Ben-Gvir gilt als politischer Brandstifter

Der wegen rassistischer Hetze verurteilte Ben-Gvir gilt als politischer Brandstifter. Das Vorgehen der Polizei gegen regierungskritische Demonstranten kritisierte der verurteilte Rechtsanwalt zuletzt mehrfach als "zu schwach". Immer wieder heizte er in der Vergangenheit den Konflikt mit den Palästinensern gezielt an. Rufe wie "Tod den Arabern" und "verbrennt ihre Dörfer» sind auf Veranstaltungen von seinen Anhängern keine Seltenheit. Er selbst gibt an, solche Ausdrücke "seit Jahren" nicht mehr verwendet zu haben.

Polizeichef warnt vor dramatischen Folgen

Polizeichef Jaakov Schabtai sprach von "dramatischen Folgen" für die innere Sicherheit Israels, sollte die Nationalgarde direkt Ben-Gvir unterstellt werden. Die Einheit soll sich Berichten zufolge aus Wehrpflichtigen, Reservisten und Freiwilligen zusammensetzen.

Ein Ausschuss soll in den kommenden drei Monaten über die genaue Besetzung beraten und auch die Zuständigkeiten klären, hieß es aus dem Büro des Ministerpräsidenten. Demnach ist noch nicht geklärt, wer die Befehlshoheit haben wird. Experten gehen davon aus, dass es mehrere Monate dauern könnte, bis die Pläne umgesetzt werden.

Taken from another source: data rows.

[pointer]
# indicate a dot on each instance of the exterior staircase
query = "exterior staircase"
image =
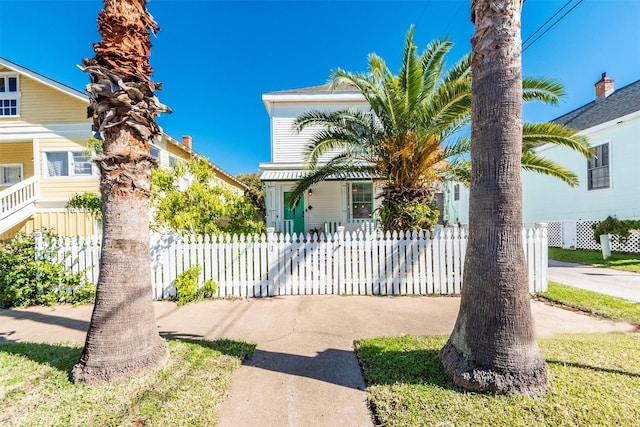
(17, 202)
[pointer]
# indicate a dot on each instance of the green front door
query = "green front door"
(296, 214)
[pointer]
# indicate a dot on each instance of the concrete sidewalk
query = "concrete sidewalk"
(607, 281)
(304, 371)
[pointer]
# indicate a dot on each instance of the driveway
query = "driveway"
(607, 281)
(304, 371)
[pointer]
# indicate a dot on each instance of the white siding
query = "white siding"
(549, 199)
(287, 146)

"Es ist eine Schande für Israel, dass ein verurteilter Rassist eine private Miliz bekommen soll", sagt die Politikwissenschaftlerin Gail Talschir. Ben-Gvir habe bereits radikale Anhänger, die sich über dem Gesetz fühlen - nun bekämen diese noch Waffen.

Die Idee einer Nationalgarde ist bereits seit Jahren im Gespräch. Die Vorgängerregierung hatte nach massiven Unruhen in arabisch-israelischen Städten ähnliche Pläne. "Neu ist jedoch, dass die Truppe nicht der Polizei, sondern dem Ministerium für Nationale Sicherheit unterstellt werden könnte", sagt Talschir. Zudem sollen der Umfang und die finanziellen Mittel deutlich erhöht werden.

Proteste reißen nicht ab

Trotz des vorläufigen Stopps der Justizreform demonstrierten am Samstag erneut rund eine Viertelmillion Menschen gegen die Pläne der rechts-religiösen Regierung. "Netanjahus Versuch, die Demonstranten zum Schweigen zu bringen, ist gescheitert", hieß es von den Organisatoren.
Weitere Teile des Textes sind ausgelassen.